Some workers at the warehouse say they want the retailer to soften productivity quotas that they claim makes their jobs unsafe and needlessly stressful. “They try to get someone to work as hard as you can under the threat of being fired,” said Tyler Hamilton, a 22-year-old employed at the warehouse for nearly two years. “As much as they can, they figure out ways to collect data and measure work.”

Trying to get Amazon to ease quotas and its reliance on temporary workers, Hamilton and others at the facility plan to walk off the job for three hours at the end of the day shift and three hours at the beginning of the night shift on July 15. That’s the first day of the highly touted annual sales event used to entice and keep Amazon Prime subscribers who pay an annual fee for free shipping and other benefits. Workers also intend to rally outside the warehouse.

“Amazon offers already what this outside organization is asking for,” a company spokesperson stated in an email to CBS MoneyWatch, referring to the Awood Center, an advocacy group for the Amazon warehouse workers.

“We encourage anyone to compare our pay, benefits and workplace to other retailers and major employers in the Shakopee community and across the country,” added the company spokesperson, who cited cited hourly pay ranging from $16.25 to $20.80 and benefits including health care.

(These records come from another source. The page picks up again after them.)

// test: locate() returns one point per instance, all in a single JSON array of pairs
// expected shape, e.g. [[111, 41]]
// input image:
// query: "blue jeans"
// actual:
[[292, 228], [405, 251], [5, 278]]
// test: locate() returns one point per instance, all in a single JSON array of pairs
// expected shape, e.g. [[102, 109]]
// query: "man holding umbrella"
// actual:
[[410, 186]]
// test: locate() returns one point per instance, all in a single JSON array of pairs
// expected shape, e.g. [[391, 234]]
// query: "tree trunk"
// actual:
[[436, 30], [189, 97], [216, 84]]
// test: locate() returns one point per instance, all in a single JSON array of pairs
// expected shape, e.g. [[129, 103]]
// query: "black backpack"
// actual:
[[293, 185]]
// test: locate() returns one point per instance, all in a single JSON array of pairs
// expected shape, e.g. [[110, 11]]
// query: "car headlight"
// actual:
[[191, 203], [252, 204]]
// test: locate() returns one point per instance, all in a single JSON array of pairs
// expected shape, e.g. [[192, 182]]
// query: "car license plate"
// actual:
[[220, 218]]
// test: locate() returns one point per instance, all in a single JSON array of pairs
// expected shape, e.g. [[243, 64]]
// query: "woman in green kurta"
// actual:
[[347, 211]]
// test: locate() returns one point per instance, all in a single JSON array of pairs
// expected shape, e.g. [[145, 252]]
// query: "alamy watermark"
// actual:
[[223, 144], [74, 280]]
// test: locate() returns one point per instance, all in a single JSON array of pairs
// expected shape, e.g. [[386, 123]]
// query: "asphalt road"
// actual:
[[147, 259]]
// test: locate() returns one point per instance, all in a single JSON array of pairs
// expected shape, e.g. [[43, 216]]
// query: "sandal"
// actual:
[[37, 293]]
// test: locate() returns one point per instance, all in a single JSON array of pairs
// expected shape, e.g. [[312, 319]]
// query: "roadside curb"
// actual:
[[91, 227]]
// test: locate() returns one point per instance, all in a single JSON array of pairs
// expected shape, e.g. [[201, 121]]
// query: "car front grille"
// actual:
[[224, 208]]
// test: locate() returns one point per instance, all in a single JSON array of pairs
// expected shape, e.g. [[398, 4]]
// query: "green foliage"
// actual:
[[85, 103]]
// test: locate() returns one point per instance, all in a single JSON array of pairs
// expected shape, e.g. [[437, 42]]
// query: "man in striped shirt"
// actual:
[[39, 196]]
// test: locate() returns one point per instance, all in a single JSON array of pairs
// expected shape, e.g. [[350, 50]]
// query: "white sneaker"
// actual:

Hamilton, however, refuted the notion that the Awood Center had stoked worker demands: “This is from within Amazon. It’s not just an outside agitating force,” he said. “We reached out to the Awood Center for advice, as many of us are recent immigrants in the U.S. and also this is not something they teach in high school.”

A group of Amazon engineers reportedly intend to fly to Minnesota to join the demonstration, which will include demands that Amazon take steps to curb climate change, along with relaxing productivity quotas and making the company’s corps of temp workers permanent employees.